Jutro
jest zawsze czyste, nieskalane żadnym błędem.
Lucy Maud Montgomery
2 lipiec
2015 rok.
-Wstawaj
mała – odezwał się Smokescreen i wybudził mnie ze snu – Już dojeżdżamy – powoli
otworzyłam oczy. Przeciągnęłam się i
spojrzałam przez okno.
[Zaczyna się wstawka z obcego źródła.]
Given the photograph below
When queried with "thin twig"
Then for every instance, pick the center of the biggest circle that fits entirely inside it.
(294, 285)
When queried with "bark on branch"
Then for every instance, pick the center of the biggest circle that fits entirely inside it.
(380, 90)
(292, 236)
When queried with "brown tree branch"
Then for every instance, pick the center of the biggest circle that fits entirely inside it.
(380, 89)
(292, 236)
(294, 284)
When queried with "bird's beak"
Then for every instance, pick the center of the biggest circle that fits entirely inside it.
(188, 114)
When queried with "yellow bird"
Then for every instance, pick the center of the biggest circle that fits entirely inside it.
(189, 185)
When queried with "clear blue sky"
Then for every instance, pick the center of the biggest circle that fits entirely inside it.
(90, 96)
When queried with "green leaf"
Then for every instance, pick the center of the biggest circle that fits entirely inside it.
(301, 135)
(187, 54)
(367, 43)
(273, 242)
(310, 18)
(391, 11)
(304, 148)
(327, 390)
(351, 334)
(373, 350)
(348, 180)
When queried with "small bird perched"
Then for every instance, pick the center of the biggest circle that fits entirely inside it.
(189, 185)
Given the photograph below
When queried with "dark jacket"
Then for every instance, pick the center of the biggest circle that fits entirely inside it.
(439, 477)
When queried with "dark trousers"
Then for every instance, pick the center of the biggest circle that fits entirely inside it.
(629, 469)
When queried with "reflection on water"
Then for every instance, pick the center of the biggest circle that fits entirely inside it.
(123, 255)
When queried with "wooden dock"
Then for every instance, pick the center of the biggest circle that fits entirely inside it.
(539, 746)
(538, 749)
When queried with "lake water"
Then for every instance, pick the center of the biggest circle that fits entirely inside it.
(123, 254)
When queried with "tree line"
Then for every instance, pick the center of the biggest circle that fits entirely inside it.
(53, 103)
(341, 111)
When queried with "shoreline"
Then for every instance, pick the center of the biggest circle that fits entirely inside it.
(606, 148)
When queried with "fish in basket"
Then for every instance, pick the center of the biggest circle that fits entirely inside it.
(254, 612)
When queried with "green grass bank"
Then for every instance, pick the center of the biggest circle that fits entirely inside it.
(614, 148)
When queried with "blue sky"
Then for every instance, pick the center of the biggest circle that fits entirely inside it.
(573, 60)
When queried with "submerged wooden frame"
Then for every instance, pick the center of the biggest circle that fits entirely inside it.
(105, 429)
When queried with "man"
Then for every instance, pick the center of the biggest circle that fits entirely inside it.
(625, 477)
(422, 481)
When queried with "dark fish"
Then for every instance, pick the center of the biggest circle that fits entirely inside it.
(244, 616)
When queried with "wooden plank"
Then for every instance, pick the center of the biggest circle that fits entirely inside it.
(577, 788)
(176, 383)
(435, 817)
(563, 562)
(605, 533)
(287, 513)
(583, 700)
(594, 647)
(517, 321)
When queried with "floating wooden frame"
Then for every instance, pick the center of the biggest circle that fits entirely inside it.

Słońce właśnie wschodziło, a przed nami było widać
wielkie metalowe budynki oraz ciemną wieżę, dużo wyższą. To właśnie tutaj
rozpoczęła się transformacja Ziemi i to tutaj odnosi ona największe postępy.
-Nowy York
już nie przypomina Nowego Yorku.
-Za to
przypomina Cybertron.
Wjechaliśmy
do miasta, ale musieliśmy bardzo uważać. Tutaj aż roiło się od deceptów.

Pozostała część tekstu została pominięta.